Researchers examine how multilingual BERT models encode grammatical features

Over the past few decades, researchers have developed deep neural network-based models that can complete a broad range of tasks. Some of these techniques are specifically designed to process and generate coherent texts in multiple languages, translate texts, answer questions about a text and create summaries of news articles or other online content.

Deep learning systems with linguistic capabilities are already widely available, for instance, in the form of applications for real-time translation, text analysis tools and virtual assistants such as Siri, Alexa, Bixby, Google Assistant and Cortana. Some of these systems use a specific deep-learning model released by Google called Multilingual BERT (mBERT). This model was trained on approximately 100 languages simultaneously. This allows it to complete a variety of language tasks, for instance, translating content from one language to another.

Users can interact with systems based on mBERT in a multitude of languages, ranging from English, Spanish and French to Basque and Indonesian. While the mBERT model has been found to perform well on many language tasks, how it encodes language-related information and makes its predictions is still poorly understood.

Researchers at Stanford University, University of California, Irvine and University of California, Santa Barbara have recently carried out a study aimed at better understanding how mBERT-based techniques work and how they encode grammatical features.

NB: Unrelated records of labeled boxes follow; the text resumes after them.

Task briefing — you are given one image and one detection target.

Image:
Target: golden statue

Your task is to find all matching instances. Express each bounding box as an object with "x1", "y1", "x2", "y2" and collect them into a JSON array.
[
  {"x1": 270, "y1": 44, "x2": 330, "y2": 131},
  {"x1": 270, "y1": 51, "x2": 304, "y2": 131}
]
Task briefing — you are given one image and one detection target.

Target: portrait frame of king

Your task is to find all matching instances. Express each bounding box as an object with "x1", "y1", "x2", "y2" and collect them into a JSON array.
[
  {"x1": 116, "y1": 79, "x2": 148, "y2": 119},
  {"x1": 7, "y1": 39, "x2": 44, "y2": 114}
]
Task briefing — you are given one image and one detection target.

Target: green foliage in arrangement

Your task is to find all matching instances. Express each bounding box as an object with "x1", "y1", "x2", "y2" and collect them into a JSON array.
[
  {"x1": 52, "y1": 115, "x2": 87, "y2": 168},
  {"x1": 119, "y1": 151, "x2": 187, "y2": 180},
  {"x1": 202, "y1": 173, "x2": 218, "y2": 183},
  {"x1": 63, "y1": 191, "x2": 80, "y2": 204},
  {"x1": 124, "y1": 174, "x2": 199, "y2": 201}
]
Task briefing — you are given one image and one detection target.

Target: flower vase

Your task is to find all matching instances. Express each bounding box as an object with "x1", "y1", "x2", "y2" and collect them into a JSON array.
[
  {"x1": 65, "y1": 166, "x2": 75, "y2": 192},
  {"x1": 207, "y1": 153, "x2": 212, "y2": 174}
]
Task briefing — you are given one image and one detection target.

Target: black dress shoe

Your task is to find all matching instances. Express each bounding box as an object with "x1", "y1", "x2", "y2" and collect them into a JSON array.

Their paper, whose lead author is Isabel Papadimitriou, a graduate student in computer science at Stanford, is set to be presented at the computational linguistics conference EACL. The paper offers valuable insight into the underpinnings of these commonly used models and how they analyze language when completing various tasks.

"Models like Multilingual BERT are very powerful, but, unlike pre-trained deep learning models, it's not obvious what information they actually contain, even to their creators," Kyle Mahowald, a linguist at University of California, Santa Barbara and one of the senior researchers who supervised the study, told TechXplore. "That's because the models are trained, not programmed; thus, they learn parameters through a training process on enormous amounts of data."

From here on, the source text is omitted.